Correlation between PAF-induced nitric oxide (NO) production and peak endothelial [Ca²⁺]_i at the cellular level. A: fura-2 and 4,5-diaminofluorescein (DAF-2) fluorescence images from one representative experiment before and after PAF stimulation. The two ECs indicated by arrows have different responses. The cell with a higher NO response [net increase in DAF-2 FI (ΔFI_DAF) = 15.5 AU] has a higher peak endothelial [Ca²⁺]_i (951 nM), and the cell with a lower NO response (ΔFI_DAF = 8 AU) has a lower peak endothelial [Ca²⁺]_i (581 nM). B and C: time course of PAF-induced changes in endothelial [Ca²⁺]_i and NO production in 6 of 14 ROIs. Time 0 in C indicates the time when the DAF-2 loading reached steady state. The vertical dotted line indicates the time when the PAF-induced NO production rate declined to baseline levels. D: temporal relationship between PAF-induced changes in endothelial [Ca²⁺]_i and NO production grouped from all ECs of the vessel in A. E: histogram showing the magnitude distribution of PAF-induced NO production in 44 endothelial cells of 4 vessels. F: linear correlation between PAF-induced peak endothelial [Ca²⁺]_i and the amount of NO production in 14 ECs from the image in A. The green and red circles represent the two ECs that are in A.

Fig. 5.

Spatial correlation between PAF-induced NO production and endothelial gap formation. A: DAF-2 confocal images from one representative experiment showing changes in FI_DAF at the cellular level before and after the start of PAF perfusion at 0.5 and 20 min. Each image represents the projection of five consecutive sections from the bottom half of the vessel. B: time-dependent DAF-2 cumulative FI curve in 6 of 13 ECs. Images were collected for 20 min at 10-min intervals.
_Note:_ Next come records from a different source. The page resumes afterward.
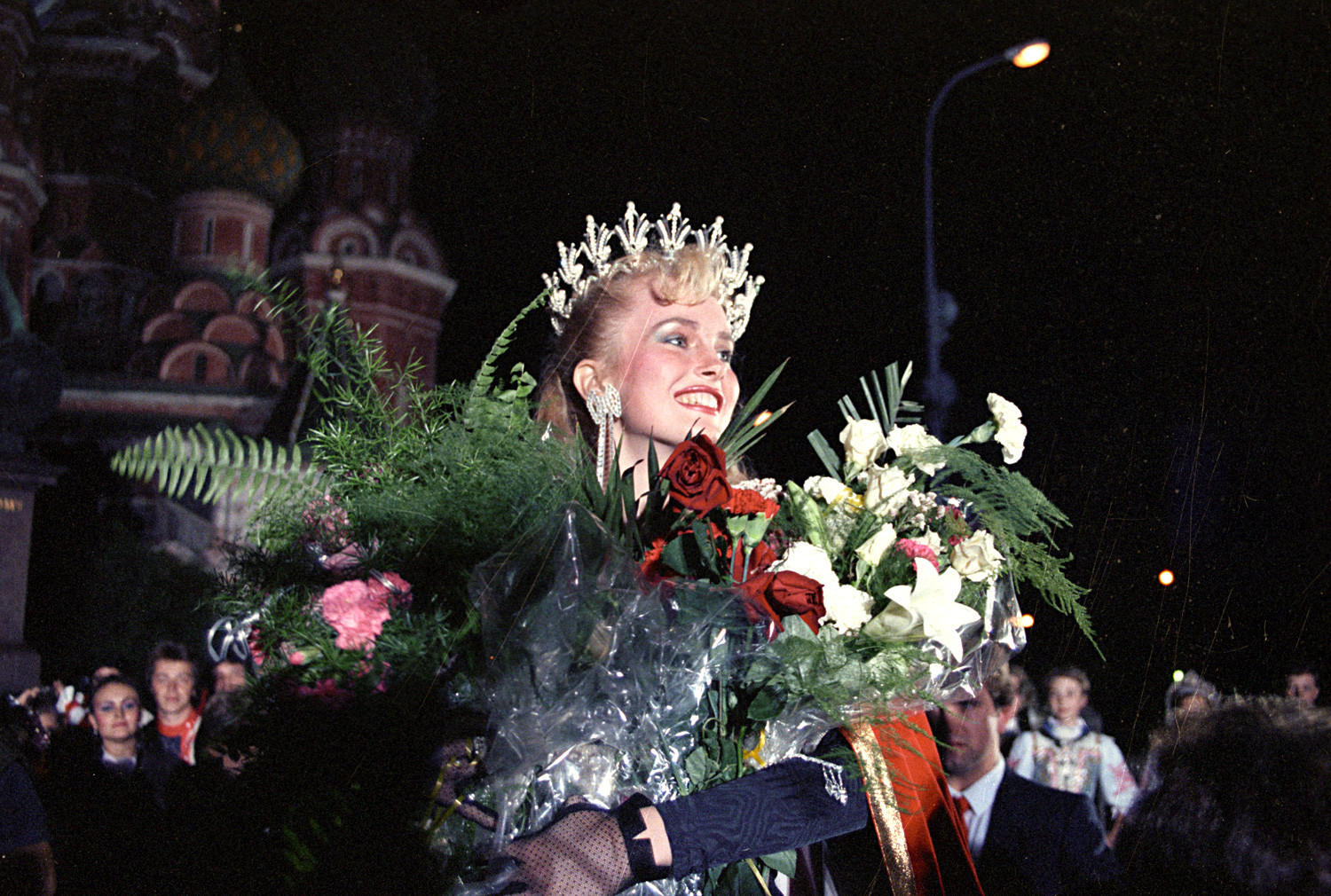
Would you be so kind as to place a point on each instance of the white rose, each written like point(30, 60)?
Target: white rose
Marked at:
point(873, 549)
point(1012, 431)
point(977, 558)
point(862, 442)
point(808, 561)
point(847, 608)
point(886, 491)
point(825, 488)
point(912, 441)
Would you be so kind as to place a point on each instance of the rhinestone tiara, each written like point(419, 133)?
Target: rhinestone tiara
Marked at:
point(635, 233)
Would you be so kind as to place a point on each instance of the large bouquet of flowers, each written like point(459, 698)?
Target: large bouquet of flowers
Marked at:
point(438, 573)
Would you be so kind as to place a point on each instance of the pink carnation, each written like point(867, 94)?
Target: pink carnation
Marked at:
point(356, 613)
point(918, 549)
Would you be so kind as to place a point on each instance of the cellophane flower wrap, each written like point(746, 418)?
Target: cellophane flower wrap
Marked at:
point(463, 597)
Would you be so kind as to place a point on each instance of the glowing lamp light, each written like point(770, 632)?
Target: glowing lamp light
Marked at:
point(1033, 52)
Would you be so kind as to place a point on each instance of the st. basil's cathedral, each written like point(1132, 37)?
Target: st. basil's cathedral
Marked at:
point(138, 173)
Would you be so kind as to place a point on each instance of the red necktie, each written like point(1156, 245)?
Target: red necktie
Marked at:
point(963, 807)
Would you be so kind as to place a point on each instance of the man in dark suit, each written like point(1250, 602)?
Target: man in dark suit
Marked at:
point(1025, 837)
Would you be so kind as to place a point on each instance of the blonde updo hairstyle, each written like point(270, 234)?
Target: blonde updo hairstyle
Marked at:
point(596, 322)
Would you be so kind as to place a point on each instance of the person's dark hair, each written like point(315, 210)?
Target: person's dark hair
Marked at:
point(109, 680)
point(1240, 807)
point(1302, 667)
point(1067, 672)
point(173, 651)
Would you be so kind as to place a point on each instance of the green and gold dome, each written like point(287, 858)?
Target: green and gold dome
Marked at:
point(229, 140)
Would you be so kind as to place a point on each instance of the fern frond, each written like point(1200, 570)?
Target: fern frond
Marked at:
point(209, 464)
point(486, 375)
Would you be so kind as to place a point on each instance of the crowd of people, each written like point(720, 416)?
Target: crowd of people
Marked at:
point(109, 792)
point(114, 787)
point(1014, 792)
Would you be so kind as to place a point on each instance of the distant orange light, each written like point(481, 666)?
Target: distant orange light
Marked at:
point(1030, 55)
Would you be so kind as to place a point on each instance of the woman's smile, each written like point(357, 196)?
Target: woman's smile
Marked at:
point(673, 373)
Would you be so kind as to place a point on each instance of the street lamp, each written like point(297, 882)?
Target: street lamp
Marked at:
point(940, 390)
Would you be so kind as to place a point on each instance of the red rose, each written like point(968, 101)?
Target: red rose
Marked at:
point(771, 595)
point(697, 475)
point(745, 502)
point(915, 549)
point(654, 570)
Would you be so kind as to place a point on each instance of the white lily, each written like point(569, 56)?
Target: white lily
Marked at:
point(929, 608)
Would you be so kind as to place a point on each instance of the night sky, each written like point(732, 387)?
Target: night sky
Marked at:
point(1136, 231)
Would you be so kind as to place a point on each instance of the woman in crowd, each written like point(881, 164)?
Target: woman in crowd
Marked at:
point(643, 362)
point(1067, 755)
point(106, 799)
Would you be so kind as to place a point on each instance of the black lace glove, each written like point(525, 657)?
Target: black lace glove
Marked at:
point(586, 851)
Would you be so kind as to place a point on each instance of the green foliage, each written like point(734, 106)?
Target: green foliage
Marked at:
point(208, 464)
point(1022, 521)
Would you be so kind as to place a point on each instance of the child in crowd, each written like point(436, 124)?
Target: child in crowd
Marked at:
point(1067, 755)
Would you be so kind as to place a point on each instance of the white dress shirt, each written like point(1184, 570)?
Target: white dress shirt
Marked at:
point(981, 798)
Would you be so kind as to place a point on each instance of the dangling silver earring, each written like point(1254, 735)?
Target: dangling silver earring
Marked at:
point(604, 407)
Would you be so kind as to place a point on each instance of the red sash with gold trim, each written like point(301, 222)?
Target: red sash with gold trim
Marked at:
point(918, 829)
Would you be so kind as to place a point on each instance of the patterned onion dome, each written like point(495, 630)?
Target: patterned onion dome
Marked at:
point(229, 140)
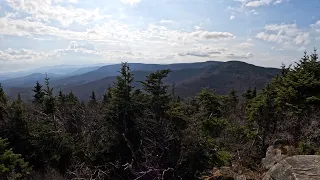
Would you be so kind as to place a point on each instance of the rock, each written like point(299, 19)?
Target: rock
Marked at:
point(301, 167)
point(241, 177)
point(276, 153)
point(273, 156)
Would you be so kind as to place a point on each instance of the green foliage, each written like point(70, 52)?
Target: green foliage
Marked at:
point(209, 103)
point(150, 130)
point(12, 166)
point(38, 96)
point(307, 148)
point(49, 99)
point(3, 98)
point(93, 99)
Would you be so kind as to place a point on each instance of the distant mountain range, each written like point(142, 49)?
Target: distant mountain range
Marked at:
point(189, 78)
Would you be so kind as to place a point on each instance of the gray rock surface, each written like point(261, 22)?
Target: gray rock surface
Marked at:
point(273, 156)
point(301, 167)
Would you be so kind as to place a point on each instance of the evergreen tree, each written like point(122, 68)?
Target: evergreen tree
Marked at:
point(122, 115)
point(154, 86)
point(49, 100)
point(71, 99)
point(12, 166)
point(93, 99)
point(107, 95)
point(3, 98)
point(3, 103)
point(38, 93)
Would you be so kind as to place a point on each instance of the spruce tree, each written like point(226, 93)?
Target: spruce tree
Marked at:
point(122, 115)
point(93, 99)
point(38, 93)
point(3, 98)
point(49, 100)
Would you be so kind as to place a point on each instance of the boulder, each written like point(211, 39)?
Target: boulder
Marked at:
point(301, 167)
point(276, 153)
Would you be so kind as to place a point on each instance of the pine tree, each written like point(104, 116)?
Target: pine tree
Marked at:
point(107, 96)
point(154, 86)
point(39, 93)
point(93, 98)
point(3, 98)
point(122, 114)
point(71, 99)
point(12, 166)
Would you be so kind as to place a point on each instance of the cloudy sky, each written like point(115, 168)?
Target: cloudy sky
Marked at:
point(51, 32)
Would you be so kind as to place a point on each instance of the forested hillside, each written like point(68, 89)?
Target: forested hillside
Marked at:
point(152, 133)
point(188, 79)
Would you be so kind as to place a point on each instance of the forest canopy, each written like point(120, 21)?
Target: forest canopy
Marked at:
point(152, 133)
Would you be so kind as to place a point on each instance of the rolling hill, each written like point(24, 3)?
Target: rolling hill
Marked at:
point(189, 78)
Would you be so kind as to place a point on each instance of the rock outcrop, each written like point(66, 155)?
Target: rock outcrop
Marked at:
point(277, 152)
point(300, 167)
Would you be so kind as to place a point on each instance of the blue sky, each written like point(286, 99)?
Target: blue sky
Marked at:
point(37, 33)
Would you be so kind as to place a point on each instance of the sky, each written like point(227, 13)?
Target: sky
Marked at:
point(35, 33)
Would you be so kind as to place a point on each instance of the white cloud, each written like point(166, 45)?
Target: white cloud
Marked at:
point(49, 10)
point(202, 51)
point(163, 21)
point(211, 35)
point(131, 2)
point(287, 34)
point(22, 55)
point(246, 45)
point(316, 26)
point(258, 3)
C: confocal images of DAF-2 (green) and FMs (red) projected from the lower half of the same vessel in A. The three ECs in the magnified image illustrate that the cell had higher FM accumulation correlated with a larger magnitude of NO production, where ΔFI_DAF was measured in confocal AU (AU_confocal). D: linear relationship between the magnitude of NO production and endothelial gap formation of 13 ECs of the representative vessel. The red, blue, and green circles represent the three ECs in the magnified image in C.